A survey conducted by the Institut für Demoskopie Allensbach and published in the Frankfurter Allgemeine Zeitung, demonstrated that only 18% of those questioned felt they could express themselves freely in a public space.
A dismal number for a western democracy, but what might be even more shocking is that only 31% of those questioned reported they could speak freely and openly, even regarding controversial topics, among friends.
A mere 17% of people felt comfortable expressing their view on the internet.
The survey also found that two-thirds of participants considered the politically-correct demands on speech so severe that it actually impeded their ability to communicate, especially when it came to interacting with foreigners, immigrants, and German citizens borne of immigrant parents.
In the experiences of 34% of those polled, freedom of speech in Germany is confined to only the smallest of social circles – close friends or family members. 41% claimed over-exaggerated political correctness was the culprit for the worsening protections on speech.
Existing hate speech and other censorship laws in Germany have also extended to the internet. In late 2016, the German government wanted to pass legislation that would fine Facebook 500,000 euros for every story flagged as fake news which remained on the internet platform for more than 24 hours after being reported and investigated.

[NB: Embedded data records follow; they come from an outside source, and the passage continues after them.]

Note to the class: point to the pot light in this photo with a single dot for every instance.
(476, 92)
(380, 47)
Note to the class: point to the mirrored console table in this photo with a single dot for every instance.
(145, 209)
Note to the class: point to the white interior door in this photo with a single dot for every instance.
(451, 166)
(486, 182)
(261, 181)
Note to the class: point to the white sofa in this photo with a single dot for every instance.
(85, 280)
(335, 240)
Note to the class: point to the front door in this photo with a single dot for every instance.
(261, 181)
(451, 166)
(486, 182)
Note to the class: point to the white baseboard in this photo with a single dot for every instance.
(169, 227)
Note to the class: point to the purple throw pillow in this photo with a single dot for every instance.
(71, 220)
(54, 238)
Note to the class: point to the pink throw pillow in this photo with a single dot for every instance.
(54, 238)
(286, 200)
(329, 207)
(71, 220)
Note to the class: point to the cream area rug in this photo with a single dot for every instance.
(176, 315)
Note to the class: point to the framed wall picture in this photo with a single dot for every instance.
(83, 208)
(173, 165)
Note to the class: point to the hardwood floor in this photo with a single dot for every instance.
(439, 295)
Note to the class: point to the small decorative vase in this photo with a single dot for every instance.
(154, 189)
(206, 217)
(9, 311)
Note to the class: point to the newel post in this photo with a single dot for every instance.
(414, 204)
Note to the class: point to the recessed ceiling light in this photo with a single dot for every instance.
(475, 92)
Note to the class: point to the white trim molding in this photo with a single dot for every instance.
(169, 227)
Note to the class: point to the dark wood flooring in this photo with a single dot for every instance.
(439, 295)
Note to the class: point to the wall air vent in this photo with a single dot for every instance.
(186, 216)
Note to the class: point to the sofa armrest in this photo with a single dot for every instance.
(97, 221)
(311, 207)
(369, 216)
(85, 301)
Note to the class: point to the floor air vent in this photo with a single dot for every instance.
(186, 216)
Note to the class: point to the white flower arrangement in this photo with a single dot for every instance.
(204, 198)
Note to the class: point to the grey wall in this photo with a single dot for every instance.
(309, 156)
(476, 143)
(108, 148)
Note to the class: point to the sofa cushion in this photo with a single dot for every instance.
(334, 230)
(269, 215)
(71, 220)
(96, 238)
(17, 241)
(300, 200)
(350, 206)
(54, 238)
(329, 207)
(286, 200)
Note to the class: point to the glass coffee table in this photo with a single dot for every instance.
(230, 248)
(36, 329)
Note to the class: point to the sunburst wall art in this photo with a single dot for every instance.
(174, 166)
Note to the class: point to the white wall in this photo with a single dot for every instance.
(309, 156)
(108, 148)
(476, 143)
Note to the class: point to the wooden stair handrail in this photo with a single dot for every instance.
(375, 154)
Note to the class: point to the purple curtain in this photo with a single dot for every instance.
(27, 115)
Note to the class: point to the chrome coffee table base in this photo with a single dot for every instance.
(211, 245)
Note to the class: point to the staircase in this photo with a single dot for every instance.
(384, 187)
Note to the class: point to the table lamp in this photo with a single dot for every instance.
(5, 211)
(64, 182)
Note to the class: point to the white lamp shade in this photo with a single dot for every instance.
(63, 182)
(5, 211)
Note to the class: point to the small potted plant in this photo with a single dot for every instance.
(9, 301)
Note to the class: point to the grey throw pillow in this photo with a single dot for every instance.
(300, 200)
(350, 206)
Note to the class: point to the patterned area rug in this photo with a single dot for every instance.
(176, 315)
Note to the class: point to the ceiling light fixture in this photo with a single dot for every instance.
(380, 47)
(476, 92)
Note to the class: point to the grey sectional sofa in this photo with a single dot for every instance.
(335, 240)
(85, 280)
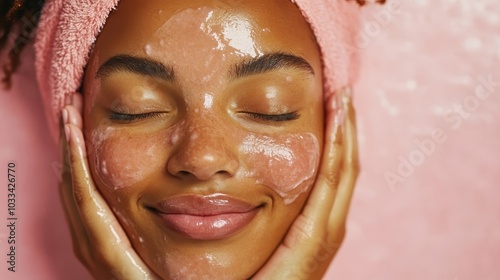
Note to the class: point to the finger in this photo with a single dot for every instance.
(77, 101)
(317, 208)
(73, 219)
(73, 116)
(350, 168)
(104, 230)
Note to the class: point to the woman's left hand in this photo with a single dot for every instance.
(316, 234)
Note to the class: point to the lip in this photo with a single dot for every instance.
(209, 217)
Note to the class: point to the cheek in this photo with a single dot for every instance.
(121, 161)
(287, 163)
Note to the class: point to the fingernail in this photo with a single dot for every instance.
(67, 132)
(346, 96)
(65, 115)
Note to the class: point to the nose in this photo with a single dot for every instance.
(203, 152)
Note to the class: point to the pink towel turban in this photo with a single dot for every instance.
(68, 30)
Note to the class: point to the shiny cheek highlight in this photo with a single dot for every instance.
(117, 164)
(287, 164)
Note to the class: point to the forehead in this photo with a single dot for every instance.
(250, 27)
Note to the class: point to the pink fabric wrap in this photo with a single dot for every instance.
(68, 30)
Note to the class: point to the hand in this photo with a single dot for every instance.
(99, 241)
(316, 234)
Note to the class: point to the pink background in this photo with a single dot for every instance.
(421, 62)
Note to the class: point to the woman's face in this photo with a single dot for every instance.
(204, 122)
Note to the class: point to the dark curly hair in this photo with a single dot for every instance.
(18, 21)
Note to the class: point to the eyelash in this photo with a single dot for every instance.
(276, 118)
(131, 117)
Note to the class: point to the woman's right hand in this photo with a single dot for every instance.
(99, 241)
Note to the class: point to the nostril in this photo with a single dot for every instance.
(184, 173)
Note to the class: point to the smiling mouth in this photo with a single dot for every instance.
(210, 217)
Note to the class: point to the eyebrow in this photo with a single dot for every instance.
(148, 67)
(271, 62)
(136, 65)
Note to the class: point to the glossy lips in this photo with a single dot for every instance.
(205, 217)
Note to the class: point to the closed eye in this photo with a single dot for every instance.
(275, 118)
(132, 117)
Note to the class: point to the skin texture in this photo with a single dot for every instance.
(204, 137)
(115, 235)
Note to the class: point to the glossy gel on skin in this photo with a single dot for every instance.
(286, 164)
(208, 137)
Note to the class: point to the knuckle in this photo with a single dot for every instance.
(79, 196)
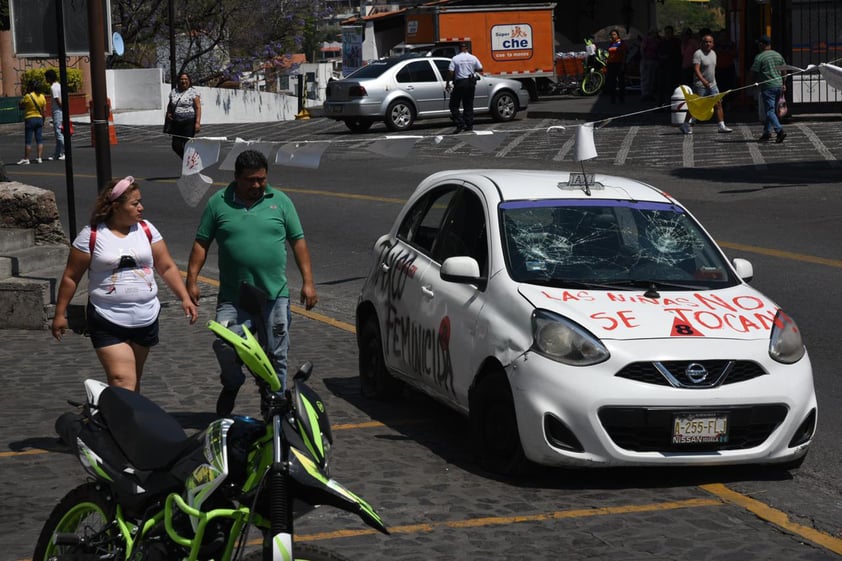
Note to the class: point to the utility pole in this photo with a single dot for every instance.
(173, 71)
(99, 93)
(65, 112)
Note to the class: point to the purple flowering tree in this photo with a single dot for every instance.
(218, 39)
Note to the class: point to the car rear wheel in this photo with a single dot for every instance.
(400, 115)
(375, 380)
(358, 125)
(504, 106)
(493, 421)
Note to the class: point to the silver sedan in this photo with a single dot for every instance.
(400, 90)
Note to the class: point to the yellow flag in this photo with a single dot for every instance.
(701, 108)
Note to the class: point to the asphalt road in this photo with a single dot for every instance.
(777, 205)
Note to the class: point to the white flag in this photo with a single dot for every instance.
(307, 155)
(199, 153)
(832, 75)
(193, 187)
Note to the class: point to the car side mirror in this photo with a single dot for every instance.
(462, 269)
(744, 269)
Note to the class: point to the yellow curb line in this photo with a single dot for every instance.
(774, 516)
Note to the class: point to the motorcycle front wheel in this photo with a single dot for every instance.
(304, 552)
(593, 82)
(83, 521)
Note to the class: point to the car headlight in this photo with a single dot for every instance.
(560, 339)
(785, 343)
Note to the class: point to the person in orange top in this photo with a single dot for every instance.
(615, 76)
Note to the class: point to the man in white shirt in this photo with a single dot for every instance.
(464, 70)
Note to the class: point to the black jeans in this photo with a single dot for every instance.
(463, 93)
(615, 81)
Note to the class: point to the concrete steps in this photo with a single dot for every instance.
(29, 278)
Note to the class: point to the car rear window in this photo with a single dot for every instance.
(373, 69)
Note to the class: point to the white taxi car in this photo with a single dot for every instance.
(582, 321)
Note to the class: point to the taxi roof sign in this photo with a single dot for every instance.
(580, 180)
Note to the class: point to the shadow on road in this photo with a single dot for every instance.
(773, 176)
(445, 433)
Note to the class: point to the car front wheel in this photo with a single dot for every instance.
(493, 422)
(375, 380)
(504, 106)
(400, 115)
(358, 125)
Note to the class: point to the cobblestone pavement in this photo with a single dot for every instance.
(633, 134)
(407, 458)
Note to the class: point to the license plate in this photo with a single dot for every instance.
(700, 428)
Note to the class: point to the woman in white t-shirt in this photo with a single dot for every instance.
(121, 252)
(184, 113)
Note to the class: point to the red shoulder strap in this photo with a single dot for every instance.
(92, 240)
(146, 229)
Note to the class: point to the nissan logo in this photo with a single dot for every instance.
(696, 372)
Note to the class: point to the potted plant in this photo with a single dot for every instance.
(76, 99)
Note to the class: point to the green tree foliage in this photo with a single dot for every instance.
(216, 36)
(682, 14)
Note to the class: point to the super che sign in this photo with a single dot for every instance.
(511, 42)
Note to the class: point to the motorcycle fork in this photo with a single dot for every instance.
(281, 526)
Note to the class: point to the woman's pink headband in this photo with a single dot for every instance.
(121, 187)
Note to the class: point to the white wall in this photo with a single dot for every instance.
(139, 97)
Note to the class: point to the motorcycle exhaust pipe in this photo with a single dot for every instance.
(67, 539)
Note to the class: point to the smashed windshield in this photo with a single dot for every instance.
(625, 243)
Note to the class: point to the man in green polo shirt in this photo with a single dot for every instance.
(251, 222)
(766, 70)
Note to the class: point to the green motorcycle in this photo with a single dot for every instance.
(157, 494)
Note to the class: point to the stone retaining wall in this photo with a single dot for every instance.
(25, 206)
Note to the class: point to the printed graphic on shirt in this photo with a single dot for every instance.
(126, 273)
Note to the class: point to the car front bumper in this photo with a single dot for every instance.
(571, 416)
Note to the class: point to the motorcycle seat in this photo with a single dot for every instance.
(150, 438)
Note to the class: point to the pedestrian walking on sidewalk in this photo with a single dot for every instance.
(33, 104)
(464, 70)
(121, 253)
(184, 113)
(615, 69)
(58, 114)
(251, 222)
(704, 83)
(766, 71)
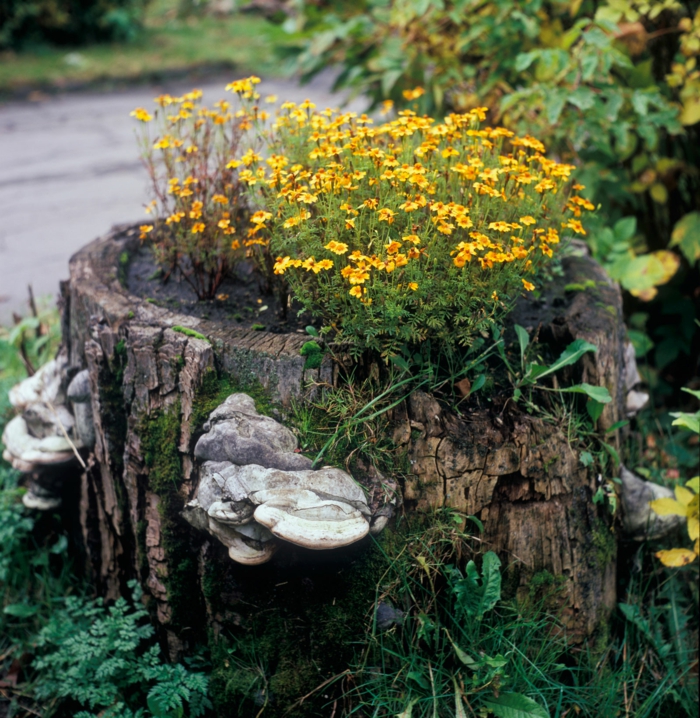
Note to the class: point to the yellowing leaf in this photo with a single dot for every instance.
(691, 111)
(694, 484)
(644, 273)
(665, 507)
(676, 557)
(686, 235)
(683, 495)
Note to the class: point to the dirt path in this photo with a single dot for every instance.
(69, 170)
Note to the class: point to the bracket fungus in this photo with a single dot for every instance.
(255, 490)
(44, 438)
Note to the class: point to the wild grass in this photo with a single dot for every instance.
(169, 46)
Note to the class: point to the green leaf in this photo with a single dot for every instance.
(515, 705)
(570, 355)
(641, 342)
(687, 421)
(478, 383)
(594, 409)
(597, 393)
(686, 235)
(476, 597)
(625, 228)
(20, 610)
(523, 340)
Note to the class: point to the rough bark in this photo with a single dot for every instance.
(517, 473)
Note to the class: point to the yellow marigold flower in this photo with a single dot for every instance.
(413, 94)
(260, 217)
(575, 225)
(500, 226)
(336, 247)
(250, 158)
(544, 185)
(142, 115)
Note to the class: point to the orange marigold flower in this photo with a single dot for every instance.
(142, 115)
(260, 217)
(413, 94)
(575, 225)
(336, 247)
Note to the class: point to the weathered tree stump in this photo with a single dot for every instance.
(152, 387)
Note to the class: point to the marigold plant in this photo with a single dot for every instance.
(411, 231)
(191, 153)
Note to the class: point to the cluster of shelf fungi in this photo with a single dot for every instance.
(246, 484)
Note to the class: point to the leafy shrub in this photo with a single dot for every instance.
(611, 86)
(198, 201)
(68, 22)
(100, 659)
(411, 232)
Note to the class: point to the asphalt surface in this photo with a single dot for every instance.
(70, 170)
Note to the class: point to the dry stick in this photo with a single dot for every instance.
(65, 434)
(624, 685)
(346, 672)
(32, 306)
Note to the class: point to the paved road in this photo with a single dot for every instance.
(69, 170)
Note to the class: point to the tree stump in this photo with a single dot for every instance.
(152, 387)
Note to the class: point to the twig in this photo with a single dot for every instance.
(65, 435)
(346, 672)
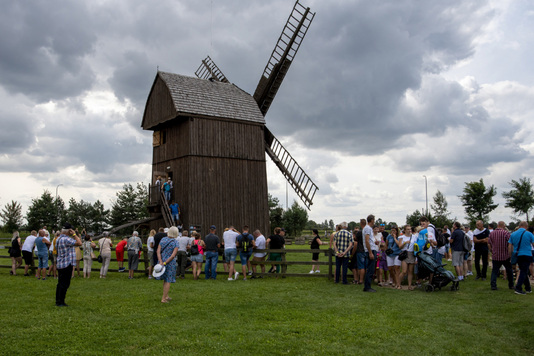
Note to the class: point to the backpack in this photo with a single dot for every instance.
(468, 244)
(245, 243)
(194, 249)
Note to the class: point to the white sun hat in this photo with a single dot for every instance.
(158, 270)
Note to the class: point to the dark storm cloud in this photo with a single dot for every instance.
(355, 67)
(43, 46)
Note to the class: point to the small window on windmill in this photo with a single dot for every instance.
(156, 139)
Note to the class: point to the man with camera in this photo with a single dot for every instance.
(66, 259)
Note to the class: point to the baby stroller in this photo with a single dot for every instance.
(426, 265)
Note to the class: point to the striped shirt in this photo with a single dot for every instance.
(498, 240)
(66, 255)
(343, 239)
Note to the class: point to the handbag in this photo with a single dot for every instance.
(513, 259)
(403, 255)
(194, 249)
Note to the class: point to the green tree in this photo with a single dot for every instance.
(12, 216)
(99, 217)
(46, 211)
(478, 201)
(440, 209)
(521, 197)
(131, 205)
(275, 212)
(295, 219)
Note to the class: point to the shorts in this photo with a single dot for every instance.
(383, 264)
(133, 260)
(120, 256)
(244, 256)
(457, 258)
(411, 258)
(28, 257)
(197, 258)
(394, 261)
(230, 254)
(43, 261)
(360, 260)
(258, 259)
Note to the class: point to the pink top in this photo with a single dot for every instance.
(200, 248)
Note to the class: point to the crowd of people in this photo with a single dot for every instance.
(387, 258)
(372, 254)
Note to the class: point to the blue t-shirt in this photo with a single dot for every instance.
(393, 245)
(174, 209)
(526, 242)
(42, 249)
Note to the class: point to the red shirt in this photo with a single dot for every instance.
(120, 246)
(498, 240)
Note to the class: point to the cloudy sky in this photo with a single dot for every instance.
(380, 94)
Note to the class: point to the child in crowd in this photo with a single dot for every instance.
(382, 265)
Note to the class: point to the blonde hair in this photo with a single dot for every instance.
(173, 232)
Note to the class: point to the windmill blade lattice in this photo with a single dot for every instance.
(208, 69)
(295, 175)
(282, 56)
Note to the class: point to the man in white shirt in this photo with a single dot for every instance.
(27, 251)
(259, 256)
(230, 251)
(370, 248)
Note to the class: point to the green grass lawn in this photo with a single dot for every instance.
(295, 315)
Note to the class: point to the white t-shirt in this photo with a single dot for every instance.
(229, 238)
(29, 243)
(367, 230)
(149, 241)
(260, 245)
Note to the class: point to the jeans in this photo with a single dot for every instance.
(495, 273)
(437, 256)
(181, 263)
(370, 270)
(523, 262)
(341, 262)
(210, 269)
(481, 251)
(63, 283)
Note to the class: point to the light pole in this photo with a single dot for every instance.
(57, 205)
(426, 196)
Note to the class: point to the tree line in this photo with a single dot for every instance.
(130, 205)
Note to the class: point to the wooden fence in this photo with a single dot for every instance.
(329, 253)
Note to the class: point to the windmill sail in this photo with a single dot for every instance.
(282, 56)
(295, 175)
(208, 70)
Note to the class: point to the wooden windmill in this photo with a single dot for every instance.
(210, 137)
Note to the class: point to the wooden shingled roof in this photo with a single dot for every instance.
(174, 95)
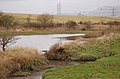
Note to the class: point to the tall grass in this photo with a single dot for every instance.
(21, 59)
(104, 68)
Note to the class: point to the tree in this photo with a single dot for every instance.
(28, 19)
(7, 40)
(6, 20)
(45, 20)
(1, 14)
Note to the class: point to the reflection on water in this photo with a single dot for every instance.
(41, 42)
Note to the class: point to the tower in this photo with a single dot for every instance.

In the book which saw him win the Nobel Prize for Literature, The Gulag Archipelago, Russian military officer turned political prisoner and author, Alexander Solzhenitsyn outlines in the first chapter titled “Arrest” the process with which the Soviets broke down the ability of the Russian intelligentsia to speak freely.
Along with laws against dissent and the monopoly on power to enforce them, the Bolsheviks main weapon was fear and uncertainty. Famously, Solzhenitsyn says 1 of every 3 members of the ordinary Russia family were paid government informants, thereby creating a curtain of fear under which there was no place to safely speak out against Stalin’s terrible regime.
German citizens are not being shot dead by commissars, but on the other hand, if the threat of losing one’s job or becoming ostracized as a public voice prevents the exercise of free speech, then one would think dangerous road is being tread.
On the other hand, there are some well-supported politicians who consider this the first step towards a freer society. During a visit to the U.S. in April of last year, French President Emmanuel Macron suggested that the United States should follow the European model for hate speech and fake news, claiming that the erosion of our democracies comes first and foremost at the hands of “corrupt information”.
From a sociological standpoint however, the German people seem to feel they can’t express themselves in most situations, which corrupts information in a different way.